20 Étant donné, d'une part, que leur signification conjointe fait courir un délai pendant lequel le défendeur peut former opposition et, d'autre part, que le demandeur ne peut obtenir une décision exécutoire avant l'expiration de ce délai, le "decreto ingiuntivo" et la requête du demandeur constituent un acte introductif d'instance ou un acte équivalent au sens de l'article 27, point 2, de la convention.

21 Il importe de souligner qu'en l'espèce l'acte introductif d'instance est constitué de la réunion de l'injonction de payer et de la requête. En effet, le "decreto ingiuntivo" est un simple formulaire qui, pour pouvoir être compris, doit être lu avec la requête. Réciproquement, la signification de la seule requête ne permettrait pas au défendeur de déterminer s'il doit organiser sa défense puisque, sans le "decreto ingiuntivo", il ignorerait si le juge a accueilli ou a rejeté la requête. Au demeurant, la nécessité de la double signification du "decreto ingiuntivo" et de la requête est confirmée par l'article 643 du CPC, dont il ressort qu'elle constitue le point de départ de l'instance.

22 Dans ses observations écrites déposées devant la Cour, la Commission a invoqué contre la reconnaissance et l'exécution de la décision du Tribunale di Trani un argument qui n'avait pas été soulevé devant les juridictions nationales. En vertu de l'article 633, paragraphe 3, dernier alinéa, du CPC, "l'injonction ne peut être prononcée si la signification au défendeur visée à l'article 643 doit être effectuée hors de l'Italie ou des territoires soumis à la souveraineté italienne". Relevant que, dans l'affaire en cause, la signification a été opérée aux Pays-Bas, la Commission soutient qu'elle ne peut constituer un acte introductif d'instance au sens de l'article 27, point 2, de la convention. Dès lors, le juge néerlandais pourrait refuser la reconnaissance de la décision du Tribunale di Trani pour défaut de signification régulière de l'acte introductif d'instance.

23 Cette position ne peut être adoptée.

24 En premier lieu, l'article 27, point 2, a uniquement pour but d'assurer qu'un acte introductif d'instance ou un acte équivalent a été signifié régulièrement et en temps utile au défendeur afin qu'il puisse se défendre. Il ne permet pas au juge de l'État requis de refuser la reconnaissance et l'exécution d'une décision en raison d'une éventuelle violation d'autres dispositions du droit de l'État d'origine que celles relatives à la régularité de la signification.
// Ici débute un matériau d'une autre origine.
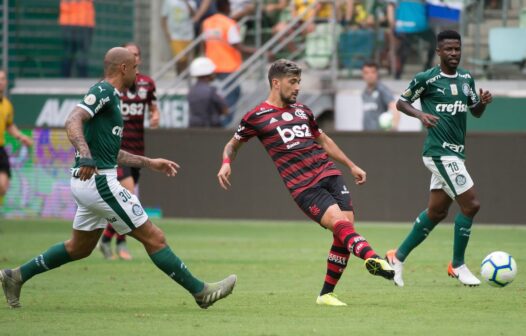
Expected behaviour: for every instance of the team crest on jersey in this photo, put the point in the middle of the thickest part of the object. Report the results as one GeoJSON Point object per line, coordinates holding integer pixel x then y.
{"type": "Point", "coordinates": [137, 210]}
{"type": "Point", "coordinates": [301, 114]}
{"type": "Point", "coordinates": [90, 99]}
{"type": "Point", "coordinates": [142, 93]}
{"type": "Point", "coordinates": [130, 94]}
{"type": "Point", "coordinates": [460, 180]}
{"type": "Point", "coordinates": [466, 89]}
{"type": "Point", "coordinates": [287, 116]}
25 En second lieu, l'éventuelle méconnaissance par le juge d'origine de l'article 633, paragraphe 3, dernier alinéa, du CPC ne constitue ni une des causes de refus de reconnaissance prévues par les autres dispositions de l'article 27 ni une des hypothèses limitativement énumérées à l'article 28 de la convention dans lesquelles le juge de l'État requis est autorisé à vérifier la compétence du juge de l'État d'origine.

26 Il y a donc lieu de répondre à la juridiction nationale que le "decreto ingiuntivo" visé au livre quatre du code de procédure civile italien (articles 633-656), accompagné de la requête introductive d'instance, doit être considéré comme un "acte introductif d'instance ou un acte équivalent" au sens de l'article 27, point 2, de la convention.

Sur les dépens

27 Les frais exposés par le Gouvernement italien et par la Commission des Communautés européennes, qui ont soumis des observations à la Cour, ne peuvent faire l'objet d'un remboursement. La procédure revêtant, à l'égard des parties au principal, le caractère d'un incident soulevé devant la juridiction nationale, il appartient à celle-ci de statuer sur les dépens.

Par ces motifs,

LA COUR (troisième chambre),

Statuant sur la question à elle soumise par l'Arrondissementsrechtbank te Zwolle, par jugement du 15 décembre 1993, dit pour droit:

Le "decreto ingiuntivo" visé au livre quatre du code de procédure civile italien (articles 633-656) doit être considéré, accompagné de la requête introductive d'instance, comme un "acte introductif d'instance ou un acte équivalent" au sens de l'article 27, point 2, de la convention du 27 septembre 1968 concernant la compétence judiciaire et l'exécution des décisions en matière civile et commerciale, telle que modifiée par la convention du 9 octobre 1978 relative à l'adhésion du Royaume de Danemark, de l'Irlande et du Royaume-Uni de Grande-Bretagne et d'Irlande du Nord.